In ogni caso, il Clean Power Plan, il piano annunciato il 3 agosto dal presidente Obama, prevede di ridurre del 32% entro il 2030 le emissioni di monossido di carbonio delle centrali elettriche rispetto ai livelli del 2005. È senza dubbio un segnale importante, un'inversione di tendenza della politica americana sul tema della tutela dell’ambiente, in particolare delle emissioni di gas serra. Da notare però che il taglio del 25% delle emissioni verrà posticipato - rispetto al programma generale - dal 2020 al 2022.
Svolta verde? Il piano è in effetti una svolta verde della politica Usa, e oltre a portare a una riduzione delle emissioni dovrebbe fornire un buon impulso al settore delle energie rinnovabili. Al prossimo summit dell’ONU (COP 21), a Parigi il prossimo dicembre per trattare, se possibile, un nuovo accordo sui cambiamenti climatici, gli USA si presenteranno con un vestito nuovo, capaci forse di influenzare le scelte degli altri Paesi.

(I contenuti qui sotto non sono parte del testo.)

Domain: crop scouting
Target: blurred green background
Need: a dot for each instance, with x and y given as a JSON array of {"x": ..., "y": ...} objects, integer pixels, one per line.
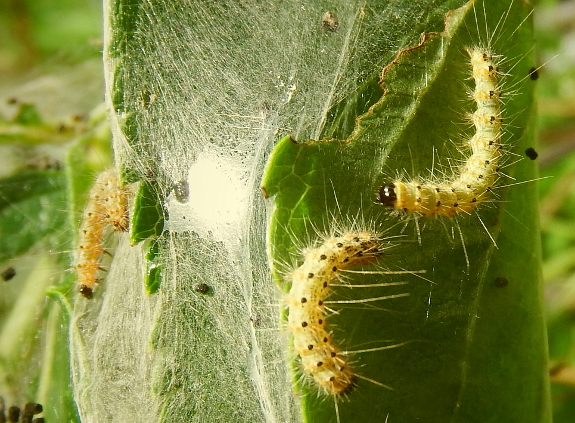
[{"x": 52, "y": 88}]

il programma. Il piano green del presidente Usa si articola in un insieme di regolamenti emanati dalla Environmental Protection Agency (EPA), l’agenzia governativa che si occupa della protezione ambientale. Ogni stato dovrà raggiungere un obiettivo specifico di riduzione delle emissioni, calcolato ad hoc, in base a parametri differenti da uno Stato all'altro, e presentare entro il 2016 un piano energetico preliminare.
I singoli Stati saranno liberi di adottare le strategie che preferiscono per raggiungere gli obiettivi. Se per esempio non hanno la possibilità di limitare le emissioni prodotte secondo quanto stabilito dal Clean Power Plan, potranno affidarsi al trading delle emissioni, un meccanismo per ridurre l’inquinamento già previsto dal Protocollo di Kyoto, che permette allo Stato inadempiente di pagare un altro Stato affinché smaltisca le quote di emissioni in eccesso al suo posto. È questo, però, un meccanismo non del tutto trasparente e la cui efficacia è spesso stata contestata.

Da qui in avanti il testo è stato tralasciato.